The Department of Interior contracts at least some of its telecommunications services through the Networx contract, provided by Century Link, Verizon and AT&T. Century Link and Verizon reportedly both provide Einstein to federal agencies under a signed agreement, but AT&T refused the agreement without liability protections, according to a former DHS official.

"It's not clear if they ever did sign. [DHS] was trying to find a way to bring AT&T onboard, but if they didn't, only CenturyLink and Verizon traffic would have been filtered through the additional signature checks protected by Einstein," said Chris Cummiskey, former DHS acting undersecretary for management.

AT&T provides at least some of Interior's telecom services, according to public records, but it is unclear if those services cover the agency's data centers. AT&T did not respond to requests for comment.

Where Einstein is implemented isn't the only question the OPM breach raises.

"Einstein should have ... detected this, but it also should have protected the exfiltration from happening. Why did it detect the intrusion but not protect against infiltration?" said Mark Weatherford, former DHS deputy under secretary for cybersecurity and now Chertoff Group principal. "The whole secret sauce of Einstein is taking government intelligence and information and applying it in addition to commercially available intelligence and information. It's supposed to be the bar for government agencies to be able to detect and mitigate better than pure commercial products? So how did this happen? Why did Einstein and other commercial products not notice all this information being transmitted to a foreign country's IP range?"
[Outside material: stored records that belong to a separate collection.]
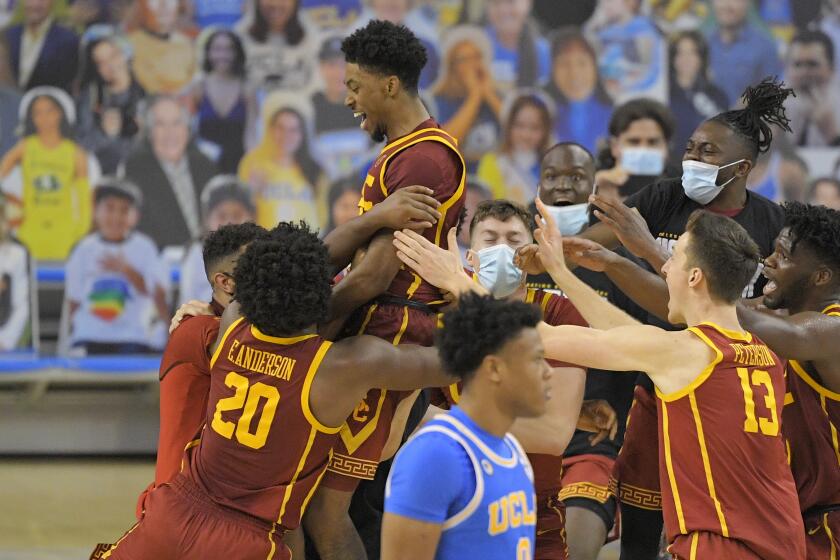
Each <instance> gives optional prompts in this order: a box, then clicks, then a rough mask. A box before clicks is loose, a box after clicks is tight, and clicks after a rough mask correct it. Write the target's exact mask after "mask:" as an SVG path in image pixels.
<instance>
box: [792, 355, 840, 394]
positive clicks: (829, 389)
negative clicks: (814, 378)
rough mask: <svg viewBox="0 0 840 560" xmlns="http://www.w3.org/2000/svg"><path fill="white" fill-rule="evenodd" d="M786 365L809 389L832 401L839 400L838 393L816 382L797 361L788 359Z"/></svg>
mask: <svg viewBox="0 0 840 560" xmlns="http://www.w3.org/2000/svg"><path fill="white" fill-rule="evenodd" d="M788 365H790V367H791V368H792V369H793V371H794V373H796V375H798V376H799V378H800V379H802V381H804V382H805V383H807V384H808V386H809V387H811V389H813V390H814V391H816V392H817V393H819V394H820V395H822V396H824V397H826V398H828V399H831V400H833V401H838V402H840V393H835V392H834V391H832V390H831V389H828V388H826V387H823V386H822V385H821V384H820V383H818V382H817V380H816V379H814V378H813V377H811V376H810V374H808V372H806V371H805V368H803V367H802V364H800V363H799V362H797V361H796V360H788Z"/></svg>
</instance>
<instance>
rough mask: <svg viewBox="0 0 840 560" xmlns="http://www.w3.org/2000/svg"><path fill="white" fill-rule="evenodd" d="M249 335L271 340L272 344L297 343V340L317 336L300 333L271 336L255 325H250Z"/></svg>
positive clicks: (314, 335) (306, 338)
mask: <svg viewBox="0 0 840 560" xmlns="http://www.w3.org/2000/svg"><path fill="white" fill-rule="evenodd" d="M251 335H252V336H253V337H254V338H256V339H257V340H262V341H263V342H271V343H272V344H283V345H289V344H297V343H298V342H303V341H304V340H309V339H310V338H315V337H316V336H318V335H317V334H314V333H313V334H302V335H300V336H291V337H286V336H271V335H267V334H265V333H263V332H262V331H260V329H258V328H257V326H256V325H251Z"/></svg>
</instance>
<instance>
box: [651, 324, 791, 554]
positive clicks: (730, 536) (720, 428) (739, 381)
mask: <svg viewBox="0 0 840 560" xmlns="http://www.w3.org/2000/svg"><path fill="white" fill-rule="evenodd" d="M688 330H689V331H690V332H692V333H693V334H694V335H695V336H697V337H698V338H699V339H700V340H701V341H703V342H704V343H705V344H707V345H708V346H709V347H710V348H711V349H712V350H713V351H714V353H715V358H714V360H713V361H712V363H710V364H709V365H708V367H707V368H706V369H705V370H704V371H703V372H702V373H700V374H699V375H698V377H697V378H696V379H695V380H694V381H693V382H692V383H691V384H690V385H688V386H687V387H685V388H684V389H682V390H680V391H677V392H674V393H671V394H667V395H666V394H663V393H661V392H660V391H659V389H658V388H657V391H656V394H657V397H658V398H657V409H658V412H659V478H660V482H661V485H662V506H663V513H664V516H665V527H666V530H667V532H668V540H669V541H671V542H673V541H674V539H675V538H676V537H677V536H678V535H681V534H682V535H689V534H691V533H693V532H695V531H708V532H711V533H716V534H719V535H721V536H723V537H726V538H731V539H736V540H738V541H740V542H741V543H742V544H744V545H745V546H747V547H748V548H750V549H751V550H752V551H753V552H755V554H756V556H758V557H760V558H763V559H764V560H773V559H779V560H792V559H794V558H804V557H805V540H804V530H803V525H802V518H801V516H800V514H799V503H798V501H797V496H796V486H795V484H794V482H793V478H792V476H791V473H790V468H789V467H788V464H787V457H786V454H785V446H784V442H783V439H782V435H781V413H782V407H783V404H784V396H785V378H784V362H783V361H782V360H781V359H779V358H778V356H776V355H775V354H774V353H773V352H772V351H771V350H770V349H769V348H768V347H767V346H766V345H765V344H764V343H763V342H761V341H760V340H759V339H758V338H756V337H755V336H753V335H751V334H750V333H746V332H736V331H730V330H726V329H723V328H720V327H718V326H716V325H713V324H710V323H703V324H700V325H698V326H696V327H691V328H689V329H688Z"/></svg>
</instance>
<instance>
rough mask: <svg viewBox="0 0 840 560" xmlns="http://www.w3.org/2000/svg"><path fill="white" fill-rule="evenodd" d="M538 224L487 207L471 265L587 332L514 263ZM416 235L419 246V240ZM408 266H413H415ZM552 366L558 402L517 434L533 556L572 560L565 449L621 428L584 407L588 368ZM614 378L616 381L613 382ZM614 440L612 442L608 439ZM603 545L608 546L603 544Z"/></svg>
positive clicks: (558, 152)
mask: <svg viewBox="0 0 840 560" xmlns="http://www.w3.org/2000/svg"><path fill="white" fill-rule="evenodd" d="M562 152H563V150H557V149H552V150H551V151H550V152H549V153H548V154H546V156H545V158H546V160H548V161H551V158H552V157H553V156H552V155H551V154H556V153H562ZM583 196H584V197H585V196H586V194H584V195H583ZM533 223H534V222H533V220H532V218H531V214H529V212H528V211H527V210H526V209H525V208H523V207H521V206H519V205H518V204H516V203H513V202H510V201H508V200H492V201H484V202H481V203H480V204H479V205H478V207H477V208H476V210H475V213H474V215H473V217H472V220H471V221H470V224H469V231H470V248H469V250H468V252H467V261H468V263H469V264H470V265H471V266H472V269H473V273H474V275H475V277H476V278H477V280H478V281H479V282H480V283H481V285H482V286H484V287H485V288H487V289H488V290H489V291H490V293H491V294H493V295H494V296H497V297H500V298H504V299H507V300H508V301H522V302H525V303H531V304H534V305H535V306H538V307H539V309H540V312H541V314H542V318H543V321H545V322H546V323H548V324H550V325H581V326H586V322H585V321H584V320H583V318H582V317H581V316H580V314H579V313H578V312H577V310H576V309H575V308H574V305H572V304H571V302H570V301H569V300H568V299H567V298H565V297H563V296H561V295H557V294H552V293H550V292H546V291H543V290H535V289H531V288H526V287H525V286H526V284H525V278H524V275H523V274H522V273H521V271H520V270H519V269H517V268H516V267H515V266H514V265H513V256H514V251H516V249H518V248H519V247H522V246H524V245H526V244H529V243H532V242H533V233H532V225H531V224H533ZM395 235H396V236H397V239H396V240H395V243H394V245H395V246H396V247H397V250H398V255H400V252H402V253H403V255H404V254H405V251H400V249H401V248H404V244H402V243H401V242H400V240H399V239H400V238H401V237H402V236H403V235H404V234H403V233H402V232H398V233H396V234H395ZM412 237H414V238H415V240H416V241H418V242H419V241H420V238H419V237H418V236H416V235H414V236H412ZM440 251H443V249H440ZM401 258H402V257H401ZM403 262H405V263H406V264H407V265H408V266H411V263H410V262H409V261H405V260H404V261H403ZM549 364H550V365H551V366H552V367H553V368H554V373H553V375H552V376H551V379H550V381H549V385H550V386H551V389H552V392H553V394H554V397H553V398H552V399H551V401H549V403H548V405H547V410H546V413H545V414H544V415H543V416H540V417H538V418H520V419H518V420H517V421H516V422H515V423H514V425H513V427H512V428H511V429H510V432H511V433H512V434H513V435H514V436H515V437H516V438H517V439H518V440H519V441H520V442H521V443H522V446H523V447H524V449H525V451H526V452H527V453H528V459H529V460H530V462H531V465H532V466H533V470H534V484H535V487H536V492H537V540H536V549H535V551H534V553H535V556H534V557H535V558H536V560H543V559H544V560H563V559H565V558H566V557H567V550H566V549H567V546H566V538H565V535H566V527H565V523H564V517H565V515H564V513H565V512H564V507H563V504H562V503H561V502H560V500H559V499H558V496H559V495H560V493H561V482H562V481H561V476H563V474H564V473H563V454H564V452H565V449H566V446H567V445H568V444H569V441H570V439H571V438H572V434H573V433H575V432H574V429H575V427H576V425H580V427H581V428H584V429H586V431H580V434H586V435H584V436H582V439H585V440H586V443H585V445H586V446H588V447H590V448H592V449H595V448H596V446H597V447H600V446H602V442H603V441H605V440H607V439H612V438H614V437H615V434H616V432H617V430H618V429H619V424H618V422H617V419H616V415H615V412H614V411H613V410H612V408H611V407H610V405H609V403H608V402H607V401H606V400H602V399H598V400H596V399H589V400H585V401H583V408H582V407H581V399H582V398H583V391H584V386H585V385H588V382H589V380H588V375H587V373H586V372H585V370H583V369H582V368H579V367H572V366H571V365H570V364H563V363H560V362H555V361H549ZM613 377H615V376H613V375H610V378H613ZM631 391H632V388H631ZM445 393H446V396H447V400H448V402H449V404H450V405H453V404H457V403H458V402H459V396H460V392H459V389H458V385H452V386H451V387H448V388H446V391H445ZM578 413H579V414H578ZM579 419H580V421H579ZM593 429H595V430H598V432H599V433H598V434H597V435H596V436H594V437H593V436H592V433H591V431H592V430H593ZM608 434H609V435H610V436H611V437H610V438H607V435H608ZM581 445H584V444H581ZM607 476H608V474H607ZM607 483H608V480H605V481H604V491H605V492H606V488H607V486H606V485H607ZM604 535H606V530H605V531H604ZM600 544H603V538H602V539H601V542H600Z"/></svg>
It's a question that is likely to echo in the coming weeks as the fallout from the OPM breach continues. Backers of Einstein insist it's critical to federal cybersecurity – and that it works – but the program is likely to face serious scrutiny.

"The government has spent hundreds of millions on this; there are committees on the Hill that are invested in and committed to this. So it's a legitimate question to ask if Einstein couldn't prevent this breach, is it worth the hundreds of millions we're putting into it? What is the problem?" Weatherford said.